Manufacturing the appearance of health and beauty seems to permeate not only American agriculture, but American attitudes about physical appearance. A friend of mine from high school recently wrote an article comparing the routines of French and American women, arguing that French women focus on producing a good “canvas” by moderating their inner selves, i.e. cultivating good habits and a good lifestyle. Meanwhile, American women focus on enhancing and minimizing their outward appearance, rather than understanding that their most beautiful inner and outer self is a product of how they live their lives. She writes of American women, “amid the noise and the rush, the goal of feeling (and thus looking) beautiful is lost. Though not true on an individual level, as a society, we value speed, efficiency, and novelty. These traits then permeate our beauty standards, leading us to believe that acne can be cured overnight if we just buy this new serum, rather than examining our habits and lifestyles.”

American agriculture is arguably run on the same principles. In response to their markets, farmers value how fast and how efficiently their fields can be weeded, fed, and harvested, often turning to new products and seeds in order to maximize their crop’s abundance and marketability; conventional farmers have been taught to make the prettiest, most sellable products for the least amount of work and thought.
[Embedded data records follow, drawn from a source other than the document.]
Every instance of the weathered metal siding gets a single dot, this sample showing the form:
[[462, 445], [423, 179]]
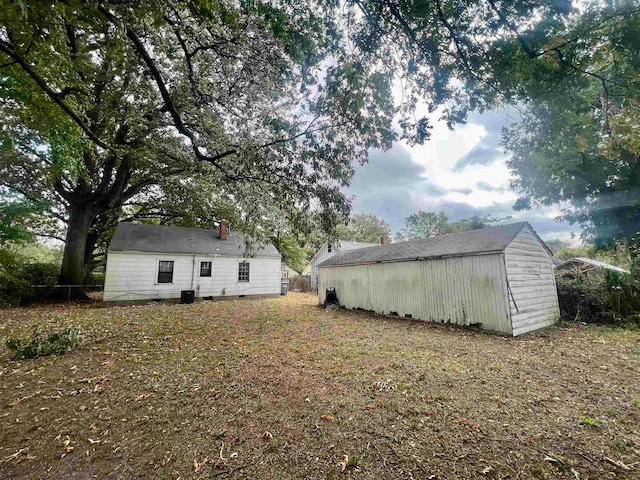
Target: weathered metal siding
[[533, 295], [459, 290], [322, 255]]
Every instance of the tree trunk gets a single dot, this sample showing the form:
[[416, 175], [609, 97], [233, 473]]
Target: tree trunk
[[73, 262]]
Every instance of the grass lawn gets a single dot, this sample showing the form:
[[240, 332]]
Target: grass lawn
[[283, 389]]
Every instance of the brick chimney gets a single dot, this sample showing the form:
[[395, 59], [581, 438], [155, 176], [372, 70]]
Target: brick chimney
[[224, 229]]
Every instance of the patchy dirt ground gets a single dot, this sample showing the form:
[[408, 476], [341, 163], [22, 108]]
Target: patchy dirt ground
[[282, 389]]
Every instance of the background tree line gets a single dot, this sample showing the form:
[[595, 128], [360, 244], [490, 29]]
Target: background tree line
[[185, 112]]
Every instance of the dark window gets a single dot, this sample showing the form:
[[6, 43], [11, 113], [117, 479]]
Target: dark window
[[205, 269], [165, 271], [243, 272]]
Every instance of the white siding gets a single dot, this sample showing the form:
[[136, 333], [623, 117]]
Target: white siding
[[459, 290], [134, 275], [533, 296]]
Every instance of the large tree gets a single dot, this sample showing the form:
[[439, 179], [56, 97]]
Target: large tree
[[579, 140], [105, 101]]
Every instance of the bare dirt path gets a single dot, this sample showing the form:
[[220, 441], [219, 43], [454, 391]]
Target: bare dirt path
[[282, 389]]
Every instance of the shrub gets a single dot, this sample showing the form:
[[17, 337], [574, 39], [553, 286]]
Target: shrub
[[17, 276], [615, 299], [55, 344]]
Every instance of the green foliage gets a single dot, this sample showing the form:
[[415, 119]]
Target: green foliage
[[578, 140], [17, 275], [610, 298], [362, 227], [424, 225], [16, 213], [54, 344], [556, 245], [293, 255], [430, 224]]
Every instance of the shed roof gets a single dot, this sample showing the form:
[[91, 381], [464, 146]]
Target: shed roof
[[346, 245], [484, 240], [163, 239]]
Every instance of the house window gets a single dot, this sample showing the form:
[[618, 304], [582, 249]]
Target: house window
[[243, 272], [205, 269], [165, 271]]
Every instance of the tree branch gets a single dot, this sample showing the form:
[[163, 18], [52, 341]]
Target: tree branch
[[8, 50]]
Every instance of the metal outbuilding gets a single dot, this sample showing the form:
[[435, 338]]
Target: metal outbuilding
[[498, 278]]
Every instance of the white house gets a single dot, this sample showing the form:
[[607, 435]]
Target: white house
[[500, 279], [156, 262], [328, 250]]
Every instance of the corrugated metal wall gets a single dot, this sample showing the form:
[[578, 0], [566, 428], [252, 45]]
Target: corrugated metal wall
[[459, 290], [320, 257], [534, 297]]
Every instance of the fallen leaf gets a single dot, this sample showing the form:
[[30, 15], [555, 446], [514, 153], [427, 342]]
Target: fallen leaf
[[344, 462], [198, 466], [67, 450]]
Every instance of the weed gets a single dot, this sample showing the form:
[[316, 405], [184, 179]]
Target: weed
[[622, 445], [54, 344]]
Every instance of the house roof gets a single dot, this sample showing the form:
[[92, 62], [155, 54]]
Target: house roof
[[132, 237], [588, 261], [344, 245], [484, 240]]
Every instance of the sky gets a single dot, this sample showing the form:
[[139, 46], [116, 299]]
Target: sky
[[460, 172]]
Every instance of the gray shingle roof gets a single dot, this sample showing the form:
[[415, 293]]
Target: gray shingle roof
[[491, 239], [346, 245], [163, 239]]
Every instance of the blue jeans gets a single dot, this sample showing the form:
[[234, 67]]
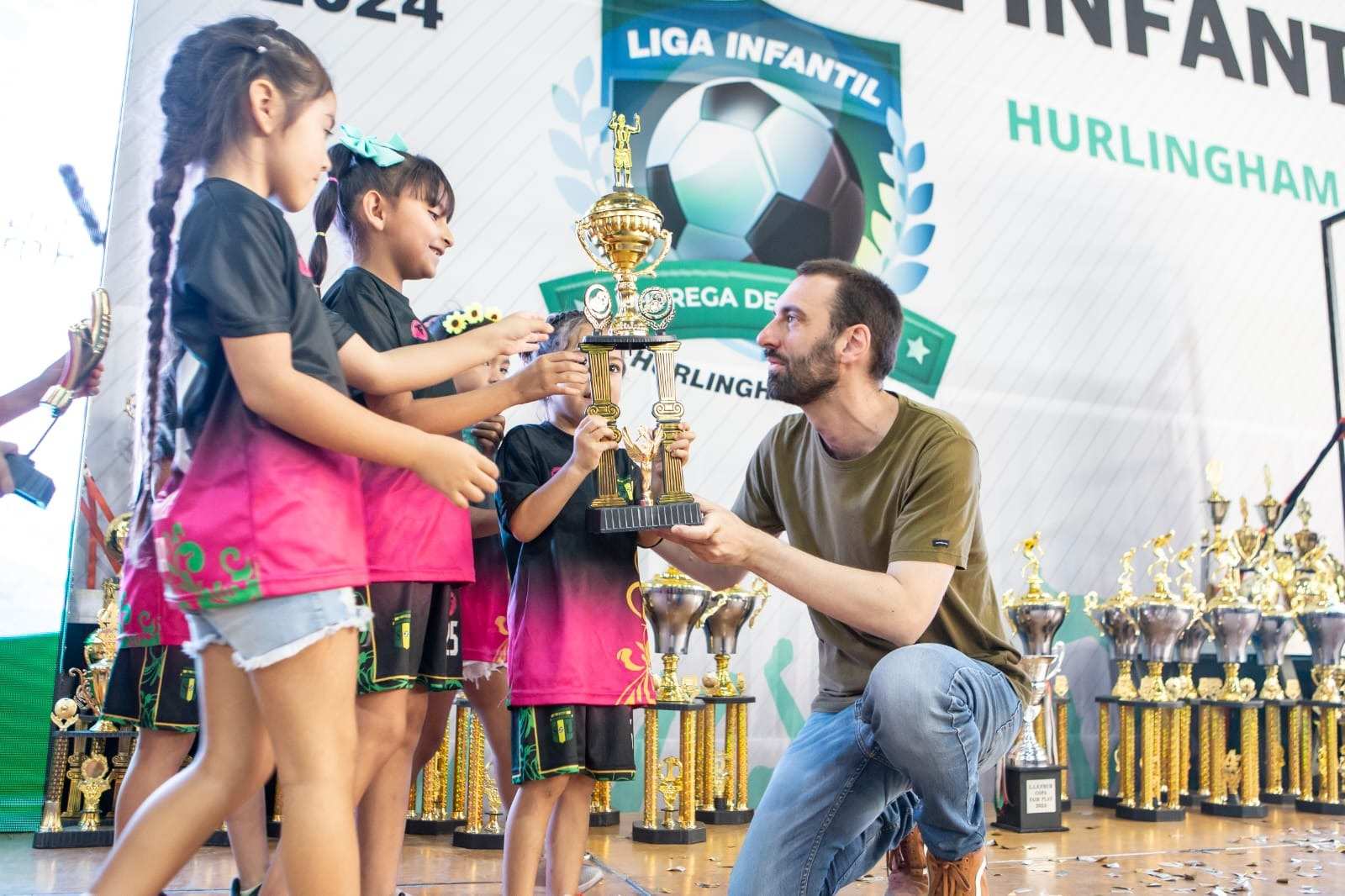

It’s fast and easy, but in the process they’re not confronting the damage that those practices have wreaked upon their soil and their environment; they’re not making a good canvas for their crops.

This practice is not entirely their fault; land grant schools, popular wisdom, the U.S. government, you name it: they were all pushing farmers towards monoculture and money after the second World War. Now these farmers are prey to a system that’s monied, powerful, and entrenched. This is the groupthink that’s permeated conventional agriculture.

What Julie and what this program is trying to do is stop the enhancing and minimizing the food we put in our bodies via superficial means. Her goal is to teach that cultivating good agricultural habits, nourishing the soil, and being a steward of the land can create beautiful, rich food. The pea, radish, and clover on the Main Street Project’s land are part of a nutritional foundation for future crops; the group won’t even begin planting that land with food crops until a couple years from now. They are ditching the culture of appearances and profit for a systematic change in habits, thought, and rhetoric.

The health of the land is on the upswing, creating better food and better water. Perhaps our own health, whether it be personal or communal, will follow.